Joseph Friedlander, comp. The Standard Book of Jewish Verse. 1917.

By Judah Ha-Levi (Trans. Alice Lucas)

Ode to Zion

(Hymn for the Fast of Ab)

ART thou not, Zion, fain

To send forth greetings from thy sacred rock

Unto thy captive train,

Who greet thee as the remnants of thy flock?

Take thou on every side,

East, west, and south and north, their greetings multiplied.

Sadly he greets thee still,

The prisoner of hope who, day and night,

Sheds ceaseless tears, like dew on Hermon’s hill.

Would that they fell upon thy mountain’s height!

Harsh is my voice, when I bewail thy woes.

But when in fancy’s dream

I see thy freedom, forth its cadence flows,

Sweet as the harps, that hung by Babel’s stream.

My heart is sore distressed

For Bethel ever blessed,

For Peniel and each ancient, sacred place.

The holy presence there

To me is present, where

Thy Maker opes thy gates, the gates of heaven to face.

The glory of the Lord will ever be

Thy sole and perfect light;

No need hast thou then, to illumine thee,

Of sun by day, or moon and stars by night.

I would that, where God’s spirit was of yore

Poured out upon thy holy ones, I might

There, too, my soul outpour.

The house of kings and throne of God wert thou,

How comes it then that now

Slaves fill the throne where sat thy kings before?

Oh, who will lead me on

To seek the spots where, in far distant years,

The angels in their glory dawned upon

Thy messengers and seers?

Oh, who will give me wings

That I may fly away,

And there, at rest from all my wanderings,

The ruins of my heart among thy ruins lay?

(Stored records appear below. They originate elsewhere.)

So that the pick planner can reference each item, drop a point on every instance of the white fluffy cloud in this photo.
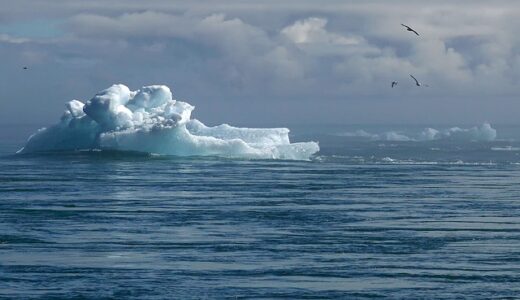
(275, 51)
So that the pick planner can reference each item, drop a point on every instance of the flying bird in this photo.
(417, 83)
(410, 29)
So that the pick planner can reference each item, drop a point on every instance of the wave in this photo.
(483, 132)
(149, 120)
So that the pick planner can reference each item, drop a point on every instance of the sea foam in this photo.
(150, 120)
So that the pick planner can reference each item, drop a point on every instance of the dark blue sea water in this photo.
(366, 218)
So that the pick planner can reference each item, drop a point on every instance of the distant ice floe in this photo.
(483, 132)
(150, 120)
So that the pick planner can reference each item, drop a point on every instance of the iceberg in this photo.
(150, 120)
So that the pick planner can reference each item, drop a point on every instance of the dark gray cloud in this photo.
(295, 62)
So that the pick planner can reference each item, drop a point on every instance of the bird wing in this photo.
(416, 81)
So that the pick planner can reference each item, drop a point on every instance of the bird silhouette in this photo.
(410, 29)
(417, 83)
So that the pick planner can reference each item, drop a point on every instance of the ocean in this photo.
(379, 212)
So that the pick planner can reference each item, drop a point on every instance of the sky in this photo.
(268, 62)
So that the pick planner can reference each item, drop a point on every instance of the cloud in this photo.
(238, 52)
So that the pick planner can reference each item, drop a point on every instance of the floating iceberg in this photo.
(482, 133)
(150, 120)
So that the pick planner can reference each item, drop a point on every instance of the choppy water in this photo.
(365, 219)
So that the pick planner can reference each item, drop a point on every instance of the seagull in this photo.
(410, 29)
(417, 83)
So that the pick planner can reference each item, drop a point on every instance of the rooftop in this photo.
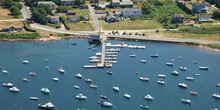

I’ll bend my face unto thy soil, and hold

Thy stones as precious gold.

And when in Hebron I have stood beside

My father’s tombs, then will I pass in turn

Thy plains and forest wide;

Until I stand on Gilead and discern

Mount Hor and Mount Abarim ’neath whose crest

Thy luminaries twain, thy guides and beacons rest.

Thy air is life unto my soul, thy grains

Of dust are myrrh, thy streams with honey flow;

Naked and barefoot, to thy ruined fanes

How gladly would I go

To where the ark was treasured, and in dim

Recesses dwelt the holy cherubim.

I rend the beauty of my locks, and cry

In bitter wrath against cruel fate

That bids thy holy Nazirites to lie

In earth contaminate.

How can I make of meat or drink my care?

How can mine eyes enjoy

The light of day, when I see ravens tear

Thy eagle’s flesh, and dogs thy lion’s whelps destroy?

Away, thou cup of sorrow’s poisoned gall!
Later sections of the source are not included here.